Lancelot chuckled, low and rough and hot. "Nothing in heaven, hell, or earth could compel 'Mordred riding me' from first place on the list of my favorite things."
"Shut up." Mordred grabbed him and flipped them, pinning Lancelot down by way of sitting on his chest, cock in his face. "If you require assistance, I have something that might help."
Lancelot snickered, but in the next moment obediently swallowed Mordred's cock. His blue eyes blazed with desire—and challenge. Growling softly, Mordred accepted. Bracing his hands on the wall, he fucked Lancelot's face, driving his cock deep, all the way to Lancelot's throat, groaning at the feel of it, at the lust-drunk look in Lancelot's eyes, the hands that gripped his ass and urged him on.
But a hard pinch made him back off before he came, though he did it with ill grace. "Knave."
"I want you to come on my cock," Lancelot said.
Mordred rolled his eyes, but a smile twitched at his lips. "There's a drawer in the wall behind you. It has the lubricant."
Lancelot twisted and contorted to get the lube without removing Mordred from his lap, laughing briefly as he pulled out a modern looking bottle that was jarring against everything else in the room. "A far cry from the stuff we used the last time we did this."
"I certainly don't miss the hay of those days," Mordred replied, and got his fingers well-slicked before reaching back to prep himself.
Lancelot watched him throughout, eyes like blue fire, hands hot on Mordred's skin. "I didn't think you could possibly get more beautiful, but you've become breathtaking—especially like this."
"Be
quiet," Mordred retorted, face going hot. "I've barely changed at all—a few scars, new tattoos, longer hair."
"No," Lancelot said, and groaned as Mordred took hold of his cock and slowly sank down on it. "The last time I saw you, I thought you looked like a prince. Now you look like a king."
"I'm no king. Now shut up and fuck me."
Lancelot's hands tightened on his hips, but his eyes gleamed mischief when he replied, "I seem to recall you enjoyed doing most of the work, my king."
Mordred slapped his chest, but then braced his hands and began to move, rising up until he was nearly clear of Lancelot's cock then shoving back, taking him deep once more. He'd scoured the world and never found anything as captivating as the look on Lancelot's face as he watched Mordred ride him.

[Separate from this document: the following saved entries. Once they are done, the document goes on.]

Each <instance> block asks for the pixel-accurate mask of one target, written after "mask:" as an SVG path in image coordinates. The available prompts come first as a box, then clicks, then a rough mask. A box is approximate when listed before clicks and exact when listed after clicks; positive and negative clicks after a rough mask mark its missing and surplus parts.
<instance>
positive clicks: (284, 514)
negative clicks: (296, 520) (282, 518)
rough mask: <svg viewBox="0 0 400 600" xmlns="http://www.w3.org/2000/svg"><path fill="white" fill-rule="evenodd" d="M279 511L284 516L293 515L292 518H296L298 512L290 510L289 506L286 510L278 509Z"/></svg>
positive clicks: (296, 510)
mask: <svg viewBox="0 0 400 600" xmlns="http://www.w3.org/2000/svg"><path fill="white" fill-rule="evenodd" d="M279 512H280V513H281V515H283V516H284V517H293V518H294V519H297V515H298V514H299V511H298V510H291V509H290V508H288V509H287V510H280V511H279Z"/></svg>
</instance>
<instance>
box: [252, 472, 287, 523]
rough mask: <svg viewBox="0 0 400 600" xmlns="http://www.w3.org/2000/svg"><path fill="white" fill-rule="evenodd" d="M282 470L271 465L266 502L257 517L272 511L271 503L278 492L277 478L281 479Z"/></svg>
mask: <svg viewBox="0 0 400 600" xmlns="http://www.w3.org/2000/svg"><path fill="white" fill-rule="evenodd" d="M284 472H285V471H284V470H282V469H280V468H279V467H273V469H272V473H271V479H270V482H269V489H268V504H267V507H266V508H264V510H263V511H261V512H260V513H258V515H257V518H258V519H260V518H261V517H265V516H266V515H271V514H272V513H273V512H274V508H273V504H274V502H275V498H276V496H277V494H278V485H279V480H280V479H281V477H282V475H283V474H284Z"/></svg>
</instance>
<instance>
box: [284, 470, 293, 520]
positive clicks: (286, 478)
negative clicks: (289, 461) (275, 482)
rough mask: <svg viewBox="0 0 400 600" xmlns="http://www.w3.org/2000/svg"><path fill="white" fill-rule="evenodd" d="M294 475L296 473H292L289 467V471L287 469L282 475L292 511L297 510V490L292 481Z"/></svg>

Part of Mordred still could not believe Lancelot was here. Was his again. If he thought too hard about all the stupidity that had kept them apart, he'd lose his mind. So he didn't. He simply focused on the heat of his lover, the feel of that familiar cock filling and stretching him, the way Lancelot moved beneath him, the way the low light gleamed on his beautiful scales—
He came with a cry, nearly surprising himself at the force and suddenness of it, spilling over Lancelot's chest. Lancelot drove up into him a few last time, clamping down hard on Mordred's hips as he finally came.
After he got his breath back, Mordred carefully pulled off Lancelot's softening cock and sprawled next to him, sore and sated and so happy it felt fragile and in danger of being broken. "I'm glad you found me. I'm sorry I nearly set you on fire."
"It was worth the risk," Lancelot replied, and snuggled in closer before falling asleep. Mordred let him rest, content to watch the creatures swimming beyond the glass and enjoy the warmth and weight of the man in his arms.
The Demon Slayer
Rathanael arrived to disaster. He killed the engine of his bike and kicked down the stand, removing and discarding his helmet as he took in the mess before him: the building that he presumed had once been the Gallery, realm of Silenus, King of the Satyr and a Prince of the Court of Lovers, was currently a pile of rubble and half-consumed by flames.